À cela s’ajoutent les enjeux énergétiques et les tensions croissantes autour des matières premières du continent africain. Autant de défis qui ont conduit la première responsable de l’APD à affirmer que « les nouveaux rapports de force stratégiques entre l’Europe et l’Afrique ne se limitent pas seulement à des considérations sécuritaires, mais s’étendent également à des enjeux économiques et diplomatiques qui redéfiniront l’avenir des deux continents ».

L’APD au cœur des nouvelles réalités

Apportant son expertise éclairée aux diverses préoccupations soulevées par madame Jirari et ses membres, Alain Juillet a trouvé légitime le vent de souveraineté qui souffle sur l’Afrique, ainsi que le sentiment de nationalisme croissant qui s’y développe. « De nombreux pays aspirent à réduire leur dépendance vis-à-vis de l’aide extérieure, et il est probable que les relations économiques évolueront vers plus d’autonomie. Cela pourrait transformer le rôle des partenaires extérieurs, qui devront s’adapter à ces nouvelles réalités », a-t-il affirmé. Quant au déclin de l’hégémonie de la France sur ses ex-colonies, il l’explique en partie par la méconnaissance profonde qu’ont la plupart des présidents français du continent africain. Il a précisé que la politique française est tiraillée entre une droite consciente de l’importance du continent et une gauche, influencée par le “wokisme“, développant un sentiment de culpabilité lié au passé colonial. Ce qui freine toute implication et limite les initiatives, pourtant bénéfiques aux Africains.

Financer le développement

En ce qui concerne les perspectives économiques mondiales, Alain Juillet a assuré que, s’il est indéniable que l’Afrique connaît l’un des meilleurs taux de croissance au monde, le manque d’industrialisation et de liquidité freine son développement. « Les banques centrales devraient jouer un rôle plus actif dans la recherche de financements, mais l’instabilité politique, notamment dans les régimes militaires, dissuade souvent les investisseurs à long terme, qui exigent une visibilité sur 20 à 30 ans pour engager leurs capitaux », a-t-il déclaré.

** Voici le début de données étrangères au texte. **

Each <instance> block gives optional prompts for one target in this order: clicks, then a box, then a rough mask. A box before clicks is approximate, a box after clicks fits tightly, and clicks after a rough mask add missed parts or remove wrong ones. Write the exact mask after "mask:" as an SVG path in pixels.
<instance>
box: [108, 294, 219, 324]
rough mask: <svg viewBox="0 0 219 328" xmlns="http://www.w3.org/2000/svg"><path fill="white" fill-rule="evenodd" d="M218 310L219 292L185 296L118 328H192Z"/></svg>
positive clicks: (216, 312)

Un autre point évoqué concerne la polémique autour du dollar. À ce sujet, l’expert a rappelé le contexte historique de l’hégémonie du dollar et révélé des indices attestant d’une volonté grandissante d’y mettre un terme. « Dans les années 2000, la Chine détenait jusqu’à 34 % des bons du Trésor américain, créant ainsi un équilibre de dépendance entre les deux nations. Cependant, aujourd’hui, la Chine a réduit sa participation à environ 20 %, cherchant à diversifier ses réserves et à se préparer à une potentielle dévaluation du dollar. Avec l’émergence du yuan chinois et la possibilité d’un « e-yuan », l’hégémonie du dollar est de plus en plus contestée. »

Les échanges entre l’ancien haut fonctionnaire français et les membres de l’Association ont également porté sur bien d’autres sujets sur lesquels Alain Juillet, qualifié de « brillant expert au parcours remarquable » par Farida Jirari, a apporté des réponses particulièrement édifiantes.